Una “dichiarazione di impegno” per una pace duratura, definita dal ministro degli Esteri del Kenya una “prima pietra miliare” per porre fine ai conflitti interni che da anni paralizzano il Sud Sudan, è stata firmata il 16 maggio tra il governo di transizione sudanese e i gruppi armati che non hanno aderito agli accordi di pace che nel 2018 misero fine a cinque anni di guerra civile.
La firma dell’accordo, il cui contenuto non è stato reso pubblico, arriva a una settimana dall’avvio dei colloqui di mediazione ad alto livello, iniziati il 9 maggio a Nairobi, dopo che nel marzo 2023 l’ennesimo stallo dei precedenti tentativi di mediazione, in corso dal 2019 a Roma sotto l’egida della comunità di Sant’Egidio, aveva spinto il presidente Salva Kiir a chiederne il trasferimento in Kenya.

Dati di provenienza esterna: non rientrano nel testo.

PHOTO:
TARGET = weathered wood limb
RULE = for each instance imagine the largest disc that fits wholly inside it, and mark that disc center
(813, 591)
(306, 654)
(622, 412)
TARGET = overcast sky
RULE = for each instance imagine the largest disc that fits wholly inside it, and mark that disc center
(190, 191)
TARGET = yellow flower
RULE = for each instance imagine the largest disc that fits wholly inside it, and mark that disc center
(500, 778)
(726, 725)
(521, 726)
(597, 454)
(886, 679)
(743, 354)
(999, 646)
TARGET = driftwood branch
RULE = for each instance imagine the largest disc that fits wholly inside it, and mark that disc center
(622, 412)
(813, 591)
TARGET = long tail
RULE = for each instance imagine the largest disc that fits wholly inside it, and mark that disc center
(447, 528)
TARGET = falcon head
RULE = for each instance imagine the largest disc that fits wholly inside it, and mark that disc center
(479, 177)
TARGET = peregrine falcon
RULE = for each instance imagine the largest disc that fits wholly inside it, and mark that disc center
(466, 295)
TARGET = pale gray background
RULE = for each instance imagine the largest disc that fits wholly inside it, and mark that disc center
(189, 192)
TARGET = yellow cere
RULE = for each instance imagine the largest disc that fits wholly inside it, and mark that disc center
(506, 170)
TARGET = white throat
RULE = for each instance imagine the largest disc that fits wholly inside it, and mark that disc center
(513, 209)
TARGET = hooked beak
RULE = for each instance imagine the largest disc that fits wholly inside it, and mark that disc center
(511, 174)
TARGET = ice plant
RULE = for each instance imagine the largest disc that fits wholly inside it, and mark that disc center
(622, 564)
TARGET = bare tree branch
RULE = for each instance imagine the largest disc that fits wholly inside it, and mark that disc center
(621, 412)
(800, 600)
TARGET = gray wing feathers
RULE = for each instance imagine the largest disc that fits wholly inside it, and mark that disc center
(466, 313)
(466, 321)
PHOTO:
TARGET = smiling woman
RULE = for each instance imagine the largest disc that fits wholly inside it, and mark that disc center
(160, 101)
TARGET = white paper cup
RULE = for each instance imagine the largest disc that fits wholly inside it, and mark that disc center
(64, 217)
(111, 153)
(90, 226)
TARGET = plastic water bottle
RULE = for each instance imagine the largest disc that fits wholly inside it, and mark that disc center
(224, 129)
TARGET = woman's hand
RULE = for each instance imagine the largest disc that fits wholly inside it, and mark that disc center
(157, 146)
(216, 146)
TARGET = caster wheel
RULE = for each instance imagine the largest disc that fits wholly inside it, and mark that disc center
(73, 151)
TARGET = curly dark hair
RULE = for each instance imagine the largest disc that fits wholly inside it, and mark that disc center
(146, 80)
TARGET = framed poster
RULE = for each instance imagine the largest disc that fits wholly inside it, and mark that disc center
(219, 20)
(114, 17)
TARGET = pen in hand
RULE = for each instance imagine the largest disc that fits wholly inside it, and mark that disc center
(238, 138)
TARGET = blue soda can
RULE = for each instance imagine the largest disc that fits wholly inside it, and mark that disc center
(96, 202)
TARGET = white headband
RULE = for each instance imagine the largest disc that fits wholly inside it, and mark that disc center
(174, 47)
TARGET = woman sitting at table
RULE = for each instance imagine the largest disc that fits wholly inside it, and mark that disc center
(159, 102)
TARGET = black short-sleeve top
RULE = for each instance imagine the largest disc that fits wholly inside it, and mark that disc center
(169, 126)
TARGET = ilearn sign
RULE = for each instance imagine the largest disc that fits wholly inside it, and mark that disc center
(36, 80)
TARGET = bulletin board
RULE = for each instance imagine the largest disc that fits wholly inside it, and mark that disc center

Lo ha ricordato lo stesso Kiir in apertura dei lavori, ringraziando papa Francesco e Sant’Egidio per il loro costante sostegno all’iniziativa di pace e sottolineando le solide basi su cui è stata costruita.
Alla cerimonia era intervenuto anche il leader di uno dei principali gruppi armati sudsudanesi, Pagan Amum, ex segretario generale del Movimento di liberazione del popolo sudanese (SPLM), ora leader del Real-SPLM, che in qualità di portavoce dei gruppi di opposizione aveva invitato tutti ad «abbandonare questa mentalità conflittuale», a «smettere di vederci come nemici» e a considerarsi invece come «fratelli e sorelle».
Presenti al momento della firma anche alti funzionari governativi, diplomatici, gruppi di opposizione, società civile e partner bilaterali, in qualità di testimoni dell’impegno a favore del processo di pace in Sud Sudan.
Tempi stretti
La speranza – il processo di mediazione è stato chiamato proprio così in lingua kiswahili, tumaini – è che si arrivi alla firma di un’intesa che sblocchi l’annoso impasse. E in tempi rapidi, perché a dicembre dovrebbero tenersi le prime elezioni democratiche del paese dopo l’indipendenza dal Sudan, raggiunta il 9 luglio 2011.
Un percorso disseminato di ostacoli, primi tra tutti proprio le rivalità e i conflitti etnico-politici e la mancata attuazione di molti dei punti chiave dell’accordo di pace del 2018.